Se trata de una limitación política a la potencia transformadora de un proceso constituyente, precisamente porque este recurso retórico ha sido utilizado por quienes, sistemáticamente, se han opuesto a todo cambio constitucional –entorpeciendo la deliberación democrática en torno a la cuestión constitucional y defendiendo, como regla vigente por defecto ante la falta de «acuerdo», el proyecto constitucional de la dictadura–, logrando así contener las iniciativas impulsadas por la vía reformista. Esa capacidad de contención que han mostrado los defensores de la Constitución de Pinochet se mantiene vigente, articulándose a través de instituciones políticamente neutralizadas, por ejemplo, a través del quórum de dos tercios para la reforma constitucional. Incorporar este elemento en el itinerario da cuenta de cómo la vía reformista se agotó y que no es capaz de dar más de lo (poco) que ya dio, pues no es ni ha sido capaz de reconfigurar las relaciones de poder en la sociedad; es más, ni siquiera tiene la capacidad de plantearse dicho objetivo.
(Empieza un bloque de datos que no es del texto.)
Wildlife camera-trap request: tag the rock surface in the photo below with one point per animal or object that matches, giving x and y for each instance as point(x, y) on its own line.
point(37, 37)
Ambas aproximaciones críticas a la vía reformista que se ha seguido desde 1989 y que se presenta como agotada, derivan en la necesidad de una apertura radical de la participación política, a quienes se han visto sistemáticamente postergados de incidir en la solución de la cuestión constitucional. Esa apertura supone viabilizar una participación política decisoria, en los contenidos del proceso constituyente, a quien detenta el poder político originario: el pueblo soberano. Ese pueblo (los pueblos) lleva varios años movilizado en defensa de una serie de demandas ciudadanas, entre las que destaca la asamblea constituyente como una vía de solución a la cuestión constitucional, instancia que podría establecer nuevas formas democráticas para el ejercicio del poder político (tanto el que se ejerce en el plano institucional como en la sociedad).

4.2 . Asamblea Constituyente y nuevas relaciones de poder

Llegados a este punto, luego de revisar las relaciones entre la Constitución Política del Estado y la constitución política de la sociedad, es posible concluir que la solución no es un nuevo texto constitucional, sino una nueva forma institucional para el ejercicio del poder político, tanto a nivel de las instituciones del Estado como de la sociedad y su soberanía popular. En definitiva, nuevas prácticas para el ejercicio autónomo de la soberanía popular. Para poder abordar el desafío constituyente que se configura en esta etapa del desarrollo político del país, será necesaria la articulación entre las diversas demandas ciudadanas que, de manera explícita o no, confluyen en la necesidad de una nueva constitución que les dé viabilidad. Muchas de estas reivindicaciones emanan de la radical mercantilización de diversos espacios de la vida –educación, salud, seguridad social, trabajo, medio ambiente–, avalada por el soporte ideológico de la Constitución vigente y sus normas de amarre.